Spojrzawszy we wskazanym kierunku spostrzegłem istotnie cień człowieka na koniu, napróżno jednak szukałem ciał, do których te cienie należały.
Zwróciłem uwagę księdza na to osobliwe zjawisko. Przeżegnał się. Cień począł blędnąć, z każdą, chwila stawał się coraz bardziej przejrzysty, aż wreszcie zniknął zupełnie.
Przybyliśmy do Berna.
Wszystkie te prognostyki wydały się biednej kobiecie zapowiedzią nieszczęścia. Powtarzała ciągle, że chce wracać, jednakże pojechała dalej.
Czy to skutkiem trwogi moralnej, czy też postępu choroby — chora przybywszy do Thun poczuła się tak źle, że musiała dalszą drogę odbywać w lektyce. W ten sposób przybyła dolinę Kander i Gemmi. Po przybyciu do Louesche zachorowała na różę. W miesiąc zaniewidziała i ogłuchła.
Zresztą przeczucia nie zawiodły jej. Zaledwo oddaliła się dwadzieścia kilometrów od Bazylei, jej mąż dostał zapalenia mózgu.
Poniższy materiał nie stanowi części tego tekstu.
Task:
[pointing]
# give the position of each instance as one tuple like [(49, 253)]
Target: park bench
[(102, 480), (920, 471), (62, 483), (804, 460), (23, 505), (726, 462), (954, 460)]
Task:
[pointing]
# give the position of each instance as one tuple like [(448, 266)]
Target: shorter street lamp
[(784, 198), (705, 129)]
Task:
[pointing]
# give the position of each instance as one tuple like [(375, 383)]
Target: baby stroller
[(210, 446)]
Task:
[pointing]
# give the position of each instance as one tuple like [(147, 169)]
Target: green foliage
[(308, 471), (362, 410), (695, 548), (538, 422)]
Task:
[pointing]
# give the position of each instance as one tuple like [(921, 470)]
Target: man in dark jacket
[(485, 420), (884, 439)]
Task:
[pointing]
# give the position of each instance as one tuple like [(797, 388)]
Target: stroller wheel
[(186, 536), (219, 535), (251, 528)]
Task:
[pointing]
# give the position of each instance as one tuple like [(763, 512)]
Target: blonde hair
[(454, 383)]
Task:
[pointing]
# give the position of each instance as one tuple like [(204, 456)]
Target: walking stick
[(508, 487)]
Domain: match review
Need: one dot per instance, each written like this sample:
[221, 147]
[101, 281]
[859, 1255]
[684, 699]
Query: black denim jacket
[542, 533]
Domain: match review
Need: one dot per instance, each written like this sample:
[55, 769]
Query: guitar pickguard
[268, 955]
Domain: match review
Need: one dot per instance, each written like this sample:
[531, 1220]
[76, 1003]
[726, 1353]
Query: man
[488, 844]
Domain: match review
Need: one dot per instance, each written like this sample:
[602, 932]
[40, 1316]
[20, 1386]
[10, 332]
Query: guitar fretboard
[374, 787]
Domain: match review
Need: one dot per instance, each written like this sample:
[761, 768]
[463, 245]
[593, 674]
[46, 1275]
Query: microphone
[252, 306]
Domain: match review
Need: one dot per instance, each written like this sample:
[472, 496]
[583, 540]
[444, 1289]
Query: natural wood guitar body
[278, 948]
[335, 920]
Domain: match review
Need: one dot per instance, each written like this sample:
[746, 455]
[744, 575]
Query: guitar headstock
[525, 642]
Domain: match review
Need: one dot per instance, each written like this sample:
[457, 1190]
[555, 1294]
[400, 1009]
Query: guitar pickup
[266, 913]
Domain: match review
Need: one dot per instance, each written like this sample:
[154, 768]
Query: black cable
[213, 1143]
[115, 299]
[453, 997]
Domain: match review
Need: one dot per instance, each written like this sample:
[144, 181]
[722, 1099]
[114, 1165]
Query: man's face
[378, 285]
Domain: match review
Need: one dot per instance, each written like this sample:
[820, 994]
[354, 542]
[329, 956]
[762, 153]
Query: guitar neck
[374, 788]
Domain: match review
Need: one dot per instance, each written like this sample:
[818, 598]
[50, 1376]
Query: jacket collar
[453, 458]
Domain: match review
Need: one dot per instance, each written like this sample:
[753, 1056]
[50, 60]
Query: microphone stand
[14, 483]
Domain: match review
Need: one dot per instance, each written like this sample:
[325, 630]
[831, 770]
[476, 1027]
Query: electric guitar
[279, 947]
Choroba postępowała tak szybko, że tego samego dnia chory, czując swój poważny stan, wysłał konnego posłańca, by uwiadomić o wszystkiem żonę i nakłonić ją do powrotu. Jednakże między Laufen a Breintenbach koń potknął się i jeździec spadły uderzając głową o kamień; zaniesiono go do pobliskiej gospody, skąd dał znać o wypadku, jaki mu się zdarzył.
Wysłano natychmiast drugiego posłańca, lecz i nad tym zaciążył fatalizm; w dolinie Kander zsiadł z konia i wziął przewodnika przez wyżynę Schwalbach; w połowie drogi porwała go lawina, spadająca z góry Attels i strąciła w przepaść; przewodnik jakby cudem ocalał.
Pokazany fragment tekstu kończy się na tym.